After the fire, nothing felt real.
The news called me a "mystery hero." A blurry photo of me pulling that girl out made its rounds online. People whispered in school. Teachers gave me strange looks—like they didn't know whether to congratulate or question me.
I didn't tell them the truth.
I didn't tell anyone.
How do you explain that you felt the fire? That it moved like it had a mind—and that it listened to you?
No one would believe me. Hell, I barely believed it.
But something inside me had changed. I couldn't explain it, but I could feel it building—this heat beneath my skin, always humming, like a heartbeat that wasn't mine.
And it was getting stronger.
⸻
I started testing it at night. Small things.

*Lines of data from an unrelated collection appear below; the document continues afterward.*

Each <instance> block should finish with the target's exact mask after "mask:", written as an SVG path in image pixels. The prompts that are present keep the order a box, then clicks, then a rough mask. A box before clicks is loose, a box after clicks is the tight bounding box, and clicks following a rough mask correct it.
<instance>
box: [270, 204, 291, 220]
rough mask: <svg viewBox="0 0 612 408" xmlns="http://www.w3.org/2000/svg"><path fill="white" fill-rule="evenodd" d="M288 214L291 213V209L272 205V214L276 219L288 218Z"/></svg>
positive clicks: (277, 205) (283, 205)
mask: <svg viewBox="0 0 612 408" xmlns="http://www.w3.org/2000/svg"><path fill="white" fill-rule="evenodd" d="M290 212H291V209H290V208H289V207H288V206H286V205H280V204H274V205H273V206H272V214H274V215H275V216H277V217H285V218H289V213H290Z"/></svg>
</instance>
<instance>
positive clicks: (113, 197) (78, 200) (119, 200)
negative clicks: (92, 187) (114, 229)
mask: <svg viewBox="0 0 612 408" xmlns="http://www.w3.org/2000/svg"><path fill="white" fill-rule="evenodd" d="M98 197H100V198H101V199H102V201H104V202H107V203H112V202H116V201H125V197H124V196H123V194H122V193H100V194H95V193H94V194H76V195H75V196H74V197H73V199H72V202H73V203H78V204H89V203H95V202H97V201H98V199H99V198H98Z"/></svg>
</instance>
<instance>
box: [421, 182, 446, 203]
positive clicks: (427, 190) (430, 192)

A candle flame flickered when I walked by. My fingers got warm when I concentrated too hard. Once, I even burned a hole through my pillow just by dreaming too hard.
But the scariest part wasn't the power.
It was the visions.
They were getting clearer.
Every time I closed my eyes, I saw him—my dad. Not the goofy, smiling man I remembered from old photos. This version was different. Colder. Stronger. Surrounded by fire… and darkness. And behind him, beasts. Shadows. Monsters too big to be human, too old to be new.
I'd wake up gasping, heart pounding, fingers smoking.
What the hell was happening to me?
⸻
One afternoon after school, I went to the last place I ever saw him—the old train yard where he used to take me before he disappeared. I hadn't been back since. Too many ghosts.
I kicked through some gravel, climbed onto one of the rusted cars, and sat with my sketchbook in my lap. The wind was dry, and the setting sun painted everything orange.
I opened to a fresh page and let my pencil move.
My hand drew fire. Not like before—this time it had shape. Control. Purpose. It curled into a symbol I didn't recognize but felt familiar, almost etched into my bones.
Then I heard a voice.
"Still chasing ghosts, Ember?"
I froze. Turned.
A woman stood by the tracks—tall, in dark clothes, with eyes that burned gold. Something about her was off—like she didn't belong to this world, like she was too perfect. Too still.
"Who are you?" I asked.
She smiled.
"I knew your father."
My heart stopped.
She stepped closer, boots crunching on gravel.
"And if you're smart, you'll forget him. Because the truth isn't what you're looking for. He didn't leave you. He became something else. Something… dangerous."
My fingers curled into fists. The air warmed around me. I didn't know why, but I could feel her lying. Or maybe not lying—twisting the truth.
"I'm not afraid of the truth," I said.
Her smile widened.
"Good. You'll need that fearlessness where you're going."
Before I could ask anything else, she vanished. Like a flame snuffed out.
⸻
I ran home with my heart still racing. That night, I drew her face. Her eyes. Her smile.
And next to her, in shaky handwriting, I wrote:
"They know who I am. And they're watching."